Tumor necrosis factor (TNF) receptor-associated factors (TRAFs) have emerged as the major signal transducers for the TNF receptor (TNFR) superfamily and the interleukin-1 receptor/Toll-like receptor superfamily. TRAFs interact directly or indirectly with TNFRs to regulate signaling events, including the activation of nuclear factor κB (NF-κB) and c-Jun N-terminal kinase (JNK) (1,2). TRAFs collectively play important roles, including actions in adaptive and innate immunity, embryonic development, the stress response and bone metabolism. These functions are mediated by TRAFs through the induction of cell survival, proliferation, differentiation and death (3–8).
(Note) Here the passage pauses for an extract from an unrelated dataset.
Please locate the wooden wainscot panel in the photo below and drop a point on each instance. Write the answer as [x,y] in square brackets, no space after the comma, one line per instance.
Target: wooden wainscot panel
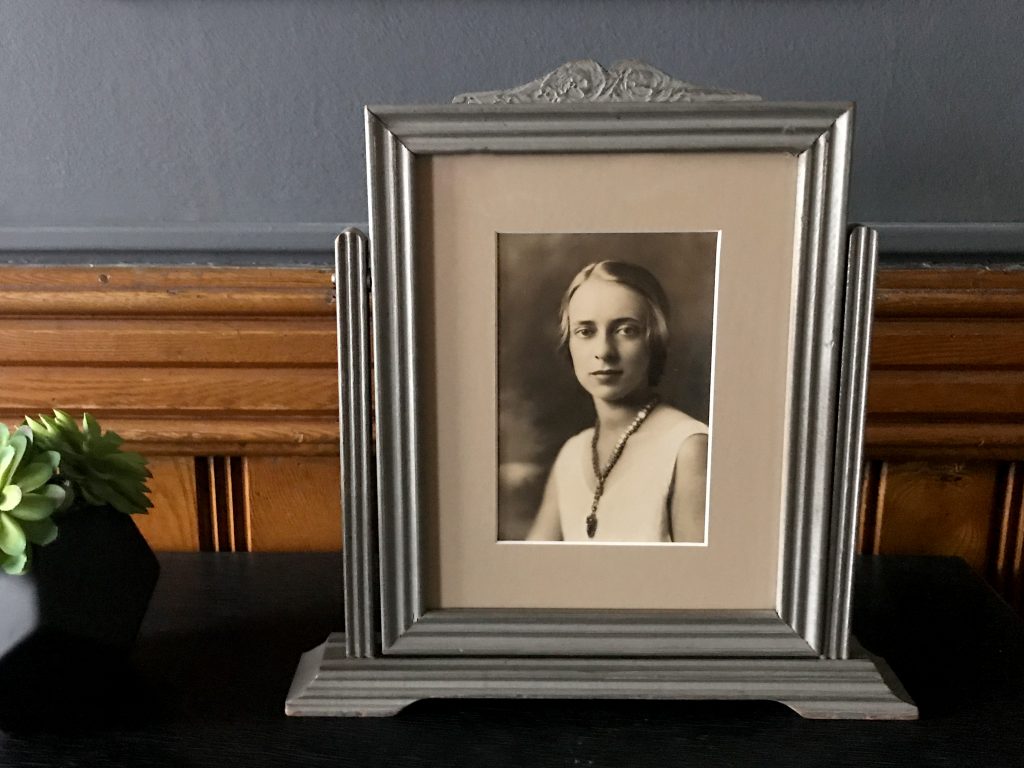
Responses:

TRAF4 shares most sequence similarity with Drosophila TRAF1, an adapter molecule critical for JNK activation and eye development in the fruit fly (9). Originally identified as a protein localized in the nuclei of breast carcinoma cells, TRAF4 has also been previously detected in the cytoplasm (10–12). Although in vivo studies have shown that TRAF4 is involved in important biological functions (4,8,10), how it functions at the molecular level remains elusive.
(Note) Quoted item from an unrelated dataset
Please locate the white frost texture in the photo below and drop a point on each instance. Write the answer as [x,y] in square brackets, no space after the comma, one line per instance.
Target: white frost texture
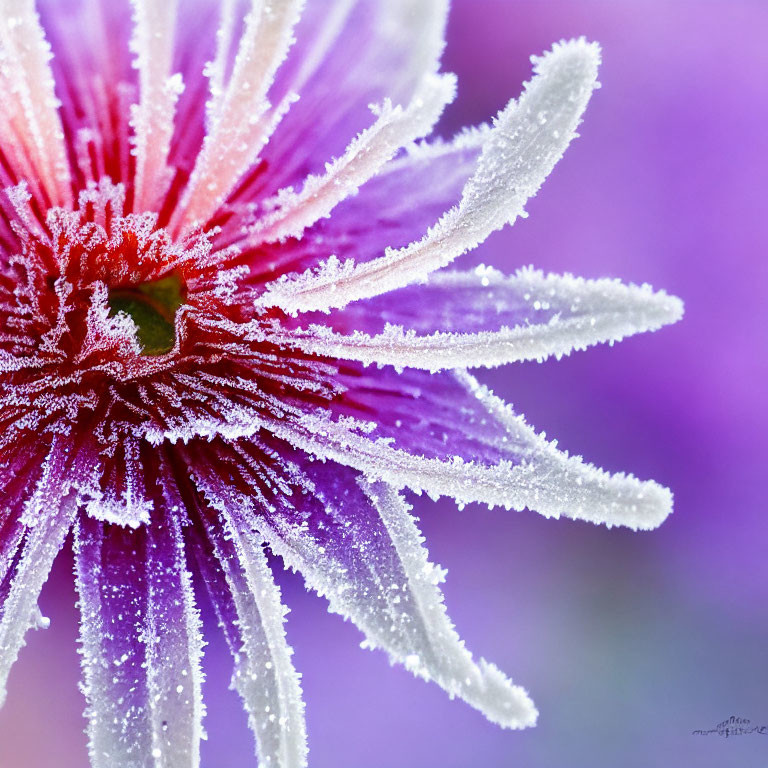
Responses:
[279,455]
Our previous study detected the expression of TRAF4 in normal and cancerous breast tissues. The results demonstrated that the TRAF4 nuclei positive rate in normal breast tissue is significantly higher than in non-invasive (P<0.01) and invasive (P<0.05) ductal carcinomas (13).
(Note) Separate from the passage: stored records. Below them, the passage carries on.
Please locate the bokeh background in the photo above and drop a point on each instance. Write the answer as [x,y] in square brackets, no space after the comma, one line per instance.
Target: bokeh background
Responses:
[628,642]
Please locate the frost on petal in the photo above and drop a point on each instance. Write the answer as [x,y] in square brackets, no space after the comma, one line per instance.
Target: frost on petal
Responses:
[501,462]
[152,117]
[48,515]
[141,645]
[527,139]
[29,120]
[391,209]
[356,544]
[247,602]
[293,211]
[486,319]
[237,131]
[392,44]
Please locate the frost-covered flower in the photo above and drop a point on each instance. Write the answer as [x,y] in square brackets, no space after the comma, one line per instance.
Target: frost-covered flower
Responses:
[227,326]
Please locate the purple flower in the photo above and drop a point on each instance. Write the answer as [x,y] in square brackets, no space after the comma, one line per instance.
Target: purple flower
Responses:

The present study investigated the expression and location of TRAF4 in breast cancer cells and the biological function of TRAF4 in MCF-7 cells.

Materials and methods

Cell culture and treatment

The human normal MCF-10A breast cell line and the human MCF-7 and MDA-MB-231 breast cancer cell lines were obtained from the American Type Culture Collection (Manassas, VA, USA). Normal MCF-10A breast cells were cultured in Dulbecco’s modified Eagle’s medium (DMEM)/F12 (1:1) supplemented with 5% equine serum, 10 μg/ml insulin and 20 ng/ml epidermal growth factor. MDA-MB-231 breast cancer cells were cultured in L15 supplemented with 10% fetal bovine serum (FBS) and 100 units penicillin-streptomycin. MCF-7 was routinely cultured in DMEM supplemented with 10% FBS and 100 units penicillin-streptomycin. All the cells were cultured at 37°C with 5% CO2 in a humidified incubator.

Western blot analysis

Samples (50 μg) were separated by SDS-PAGE and transferred to a polyvinylidene fluoride membrane. The membrane was blocked with 5% skimmed milk and incubated overnight at 4°C with the primary antibodies. Next, the membranes were incubated in the secondary antibodies for 2 h at room temperature with slight agitation. The ECL western blotting detection system (Amersham Pharmacia Biotech, Amersham, UK) was used for their detection.

Antibodies

The membranes for western blotting were incubated with mouse anti-human monoclonal antibodies against TRAF4 (1:1,000; BD Biosciences, Franklin Lakes, NJ, USA), NF-κB p65 (1:1,000; Beyotime Institute of Biotechnology, Haimen, China), lamin B1 (1:500; Santa Cruz Biotechnology, Inc., Santa Cruz, CA, USA) and β-actin (1:1,000; Santa Cruz Biotechnology Inc.), followed by horseradish peroxidase-conjugated secondary antibody (Santa Cruz Biotechnology Inc.).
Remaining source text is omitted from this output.